A narrativa é construída a partir de fragmentos da memória do biólogo Otávio Nunes Garcia, que traz à tona seu “romance confesso”. Em vez de capítulos, a história é dividida por “pedaços” que emulam as imprecisões de uma memória às vezes nublada.
São essas imperfeições do narrador que conferem mais realismo ao romance, cuja linguagem, poética, assume aqui e ali um tom solene – traço da personalidade do protagonista.
A história de “Libido aos Pedaços” tem início no consultório da doutora Larissa, psicanalista de Otávio, que interrompe as sessões de análise, uma vez que ele está de casamento marcado com a irmã dela e não é ético tê-lo como paciente. Insatisfeito, aceita a recomendação dela e passa a fazer psicoterapia com o doutor Guilherme Pessoa (que, por acaso, é ex-marido de Larissa).
Foi a timidez que levou Otávio à psicanálise. Uma timidez que alguns veem como “falsa”, já que, em certas ocasiões, um Otávio mais instintivo, cínico e amoral entra em cena – dupla personalidade?
Aos poucos, a narrativa revela nuances da personalidade do protagonista e aprofunda a trama, explicando como tiveram início o relacionamento entre Otávio, Débora (sua esposa) e Larissa (a cunhada). E o que seria um triângulo amoroso, no fim, surge como uma forma geométrica muito mais complexa.
Trilogia
“Libido aos Pedaços” é o segundo livro da “Trilogia da Confissão”, iniciada por “Confissões de um Anjo da Guarda”, antologia de 11 contos, com a qual satirizava os costumes e os valores morais. O mesmo tom de sátira se repete agora, acertando os mesmos alvos, e Carlos Trigueiro mantém sua prosa atraente e afiada, carregada de ironia e jogos de palavras.

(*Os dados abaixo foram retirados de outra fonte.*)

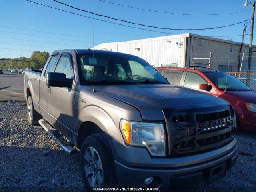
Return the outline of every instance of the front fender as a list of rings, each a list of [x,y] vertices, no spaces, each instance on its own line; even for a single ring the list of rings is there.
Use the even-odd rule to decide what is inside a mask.
[[[86,106],[79,113],[78,119],[78,131],[83,122],[90,121],[96,124],[110,137],[124,141],[119,124],[116,125],[108,113],[101,108],[95,105]]]

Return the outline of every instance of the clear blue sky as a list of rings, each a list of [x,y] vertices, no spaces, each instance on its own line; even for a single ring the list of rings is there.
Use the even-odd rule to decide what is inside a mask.
[[[58,4],[52,0],[32,0],[86,16],[119,23],[124,23],[75,10]],[[227,15],[176,15],[133,9],[103,2],[97,0],[58,0],[96,13],[145,24],[169,28],[203,28],[226,25],[249,19],[250,18],[251,14],[250,11]],[[106,0],[144,9],[180,13],[217,14],[251,9],[250,5],[246,7],[244,6],[245,0]],[[93,44],[92,43],[93,40],[92,38],[70,36],[73,35],[92,38],[93,21],[91,19],[52,9],[30,3],[24,0],[0,0],[0,2],[1,5],[0,7],[0,57],[13,58],[18,57],[20,56],[29,57],[31,55],[32,51],[34,50],[47,51],[51,53],[55,50],[62,48],[88,48],[93,46]],[[128,24],[124,24],[137,26]],[[8,28],[3,27],[3,26],[50,33],[67,34],[70,36]],[[242,34],[243,27],[244,24],[241,24],[224,28],[207,30],[159,30],[177,34],[192,32],[207,36],[221,36]],[[250,27],[248,28],[248,29],[250,30]],[[249,31],[248,32],[249,32]],[[54,39],[10,32],[54,37],[72,40]],[[254,34],[256,32],[256,31]],[[95,45],[108,42],[107,40],[96,39],[110,40],[109,42],[121,41],[165,35],[168,35],[95,21]],[[247,38],[248,36],[245,36],[245,39]],[[226,39],[228,38],[223,38]],[[233,40],[240,42],[242,37],[230,37],[230,38]],[[46,43],[30,42],[26,40],[44,42]],[[254,44],[255,44],[255,40],[256,39],[254,38]],[[245,42],[248,43],[249,38],[248,38]]]

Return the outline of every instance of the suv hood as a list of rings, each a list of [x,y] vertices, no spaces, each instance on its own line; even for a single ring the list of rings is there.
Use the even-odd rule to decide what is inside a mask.
[[[144,120],[164,120],[164,108],[191,109],[226,106],[225,100],[196,91],[170,85],[140,84],[96,86],[98,92],[131,105]]]
[[[256,103],[256,91],[227,91],[226,93],[229,95],[228,97],[231,95],[234,98],[246,103]]]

O sarcasmo é fundamental na construção de Otávio, narrador que é um tanto cínico. Sua confissão parece desprovida de culpa, e, como biólogo, ele tem um olhar científico e, em certos momentos frio, sobre a vida à sua volta.
O autor trabalhou durante oito anos em “Libido aos Pedaços”. Ao longo desse processo escreveu e publicou outras obras, como “O Livro dos Desmandamentos” (2004) e a coletânea de contos que abre a “Trilogia da Confissão”.
O romance teve vários títulos provisórios e diferentes construções, até Trigueiro dar a ele a forma com que chega agora às mãos dos leitores. O final é surpreendente, muito embora inúmeras pistas sejam dadas ao longo de toda a narrativa.